Books
Books for the High Holidays
On Repentance and Repair: Making Amends in an Unapologetic World By Danya Ruttenberg (Beacon Press)
When it comes to forgiveness, repentance and reconciliation, Rabbi Danya Ruttenberg boldly asserts in her new book, “most of the time, we’ve gotten them very, very wrong.” American society, she writes, is not good at the work of repentance, overfocusing on the victim’s “letting go of grudges” rather than the perpetrator’s accountability. Ruttenberg, scholar in residence at the National Council of Jewish Women, is not only addressing everyday interpersonal transgressions but also the challenge of reconciliation for assault, homophobia, ableism and racism—concerns that are the focus of national debate.
Tackling everything from small hurts to abuse to larger societal and institutional violations in one volume may seem overbroad, but the author is determined to lay a path for any sort of repentance. For this, she turns to Jewish scholar and philosopher Maimonides and his Laws of Repentance: naming and owning harm; starting change; restitution and accepting consequences; apology; and making different choices.
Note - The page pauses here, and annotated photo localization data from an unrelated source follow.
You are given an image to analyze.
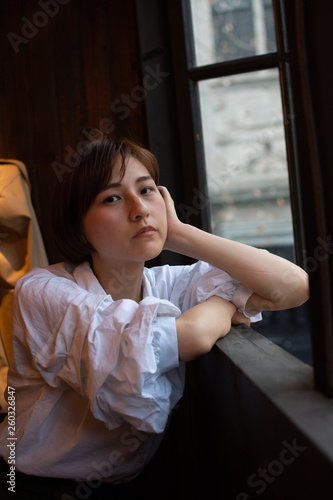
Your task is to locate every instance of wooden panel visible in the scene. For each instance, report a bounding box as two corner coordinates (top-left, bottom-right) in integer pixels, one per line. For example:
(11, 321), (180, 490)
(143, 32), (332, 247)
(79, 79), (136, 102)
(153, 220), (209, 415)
(103, 0), (147, 143)
(49, 1), (84, 149)
(0, 0), (147, 264)
(76, 1), (114, 128)
(297, 0), (333, 395)
(0, 1), (31, 164)
(20, 1), (66, 252)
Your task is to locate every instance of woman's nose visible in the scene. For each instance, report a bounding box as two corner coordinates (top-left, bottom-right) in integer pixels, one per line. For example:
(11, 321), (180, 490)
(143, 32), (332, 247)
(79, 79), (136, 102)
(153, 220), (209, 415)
(130, 197), (150, 220)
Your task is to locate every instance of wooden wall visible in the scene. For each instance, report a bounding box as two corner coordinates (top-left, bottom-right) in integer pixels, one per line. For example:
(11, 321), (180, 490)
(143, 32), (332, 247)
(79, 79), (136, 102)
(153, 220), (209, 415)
(0, 0), (147, 263)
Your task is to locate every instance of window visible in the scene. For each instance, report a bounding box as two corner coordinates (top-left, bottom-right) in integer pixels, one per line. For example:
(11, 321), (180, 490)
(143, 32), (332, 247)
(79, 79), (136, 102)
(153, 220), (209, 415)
(171, 0), (312, 364)
(191, 0), (276, 65)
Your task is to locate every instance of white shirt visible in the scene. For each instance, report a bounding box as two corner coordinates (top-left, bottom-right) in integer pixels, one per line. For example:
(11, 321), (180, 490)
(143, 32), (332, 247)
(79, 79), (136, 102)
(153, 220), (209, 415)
(0, 260), (260, 483)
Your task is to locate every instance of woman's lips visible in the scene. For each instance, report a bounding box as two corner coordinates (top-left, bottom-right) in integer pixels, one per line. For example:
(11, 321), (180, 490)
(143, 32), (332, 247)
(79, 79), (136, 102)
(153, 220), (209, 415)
(133, 226), (157, 238)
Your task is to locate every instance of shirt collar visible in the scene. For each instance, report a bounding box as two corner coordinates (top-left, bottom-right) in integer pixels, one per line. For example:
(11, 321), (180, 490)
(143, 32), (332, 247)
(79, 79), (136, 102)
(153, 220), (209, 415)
(142, 269), (153, 299)
(72, 261), (107, 295)
(72, 262), (152, 301)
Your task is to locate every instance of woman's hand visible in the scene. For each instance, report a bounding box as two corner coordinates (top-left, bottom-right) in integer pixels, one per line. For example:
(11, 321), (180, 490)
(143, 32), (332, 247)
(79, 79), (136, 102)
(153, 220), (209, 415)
(158, 186), (185, 252)
(231, 309), (251, 327)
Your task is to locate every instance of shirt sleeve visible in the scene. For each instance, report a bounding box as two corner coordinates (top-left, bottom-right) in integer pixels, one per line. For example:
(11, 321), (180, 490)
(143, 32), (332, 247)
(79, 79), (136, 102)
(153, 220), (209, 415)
(12, 271), (183, 434)
(166, 261), (262, 322)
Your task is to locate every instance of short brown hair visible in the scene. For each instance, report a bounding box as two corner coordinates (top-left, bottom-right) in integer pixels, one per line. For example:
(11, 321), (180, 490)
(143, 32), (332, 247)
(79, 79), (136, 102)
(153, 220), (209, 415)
(52, 131), (160, 263)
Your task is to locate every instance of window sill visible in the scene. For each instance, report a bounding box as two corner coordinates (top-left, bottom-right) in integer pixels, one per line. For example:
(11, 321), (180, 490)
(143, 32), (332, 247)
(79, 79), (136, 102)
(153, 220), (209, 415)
(216, 325), (333, 464)
(180, 325), (333, 499)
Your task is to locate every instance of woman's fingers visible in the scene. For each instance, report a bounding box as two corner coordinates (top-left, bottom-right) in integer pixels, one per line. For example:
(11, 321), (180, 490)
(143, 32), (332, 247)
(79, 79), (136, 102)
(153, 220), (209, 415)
(231, 310), (251, 327)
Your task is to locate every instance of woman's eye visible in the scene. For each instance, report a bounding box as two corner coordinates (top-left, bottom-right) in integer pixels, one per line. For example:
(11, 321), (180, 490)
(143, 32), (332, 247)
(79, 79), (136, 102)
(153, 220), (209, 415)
(104, 195), (120, 203)
(141, 186), (154, 195)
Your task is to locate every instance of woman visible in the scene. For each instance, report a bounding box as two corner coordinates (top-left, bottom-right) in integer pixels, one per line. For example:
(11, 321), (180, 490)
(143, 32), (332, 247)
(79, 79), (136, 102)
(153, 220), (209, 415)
(0, 133), (309, 499)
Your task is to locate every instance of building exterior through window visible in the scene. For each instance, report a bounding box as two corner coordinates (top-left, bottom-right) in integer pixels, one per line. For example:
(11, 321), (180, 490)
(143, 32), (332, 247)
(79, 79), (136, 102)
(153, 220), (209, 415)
(189, 0), (311, 364)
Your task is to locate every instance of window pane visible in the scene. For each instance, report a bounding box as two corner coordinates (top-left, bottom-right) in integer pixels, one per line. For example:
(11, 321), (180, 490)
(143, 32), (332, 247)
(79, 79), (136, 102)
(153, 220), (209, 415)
(190, 0), (277, 66)
(199, 70), (292, 247)
(198, 70), (312, 365)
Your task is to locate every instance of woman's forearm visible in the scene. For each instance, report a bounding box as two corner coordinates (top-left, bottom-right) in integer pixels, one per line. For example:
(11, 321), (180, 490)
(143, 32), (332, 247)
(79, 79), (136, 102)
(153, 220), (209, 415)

Maimonides and Jewish tradition generally are victim-focused, she notes. “Any attempt to address harm that does not put the victims of harm and their needs straight in the center will necessarily come up short.”
Despite the ambitious breadth of her topic, she is careful to note that there must be a distinction between addressing abuse and minor hurts, between individual perpetrators and societal wrongs.
Repentance, or teshuva, “is like the Japanese art of kintsugi, repairing broken pottery with gold,” Ruttenberg writes. “You can never unbreak what you have broken. But with the sincere and deep work of transformation, acts of repair have the potential to make something new.”
Choosing Hope: The Heritage of Judaism By David Arnow (The Jewish Publication Society)
What is hope? What does Jewish tradition say about resilience and the determination to imagine a better future? These are the
central questions that psychologist David Arnow unearths in Choosing Hope. Judaism is a “reservoir of hope,” he writes, taking readers through a list of nine topics he dubs “Jewish sources of hope.”
Arnow casts a wide net in choosing his sources. Discussions of the first two—repentance and tikkun olam—include classic Jewish ideas around individual strivings and social change for good. He calls tikkun olam “a commitment to seeing an alternative, improved reality” and quotes leading 20th-century Jewish philosopher Rabbi Abraham Joshua Heschel about the connection between prayer and teshuva: “Prayer clarifies our hope and intentions. It helps us discover our aspirations….”
Other sources stem from the Bible: Abraham and Sarah, models of faith and promise, and Job, thought to be the most pessimistic book of the Bible but which, in fact, contains many expressions of hope. Arnow also looks at Jewish humor, investigating the role it played in self-preservation during the Holocaust.
And, of course, he includes Israel, “the central component of Jewish hopes for millennia,” touching on Zionist yearnings, pre-state history and contemporary challenges as well as the many usages of tikvah (Hebrew for hope) in Israeli society.
Indeed, Arnow notes that the traditional Yom Kippur liturgy concludes with the desire for “Next year in Jerusalem”—a hope today tied to the tangible realities of the thriving modern Israeli state.
Other Books of Note
Siddur Hatefillah: The Jewish Prayer Book. Philosophy, Poetry, and Mystery By Eliezer Schweid. Translated by Gershon Greenberg (Academic Studies Press)
Famed Israeli Hebrew University professor and Israel Prize recipient Eliezer Schweid analyzes the history, philosophy and poetry of the prayer book—the most popular, and likely most verbalized, text of the Jewish people. Schweid, who passed away in January, is widely revered in Israel for his scholarship. The English translation of Siddur Hatefillah brings his insights and acumen to a broader readership.
The Power of Ideas: Words of Faith and Wisdom By Rabbi Lord Jonathan Sacks (Hodder Faith)
A collection of Rabbi Sacks’s BBC broadcasts, speeches before the House of Lords, articles and lectures, The Power of Ideas demonstrates the continued relevance of the late British spiritual leader’s religious, ethical and moral teachings. The book includes an introduction from Prince Charles.
Leah Finkelshteyn is senior editor of Hadassah Magazine.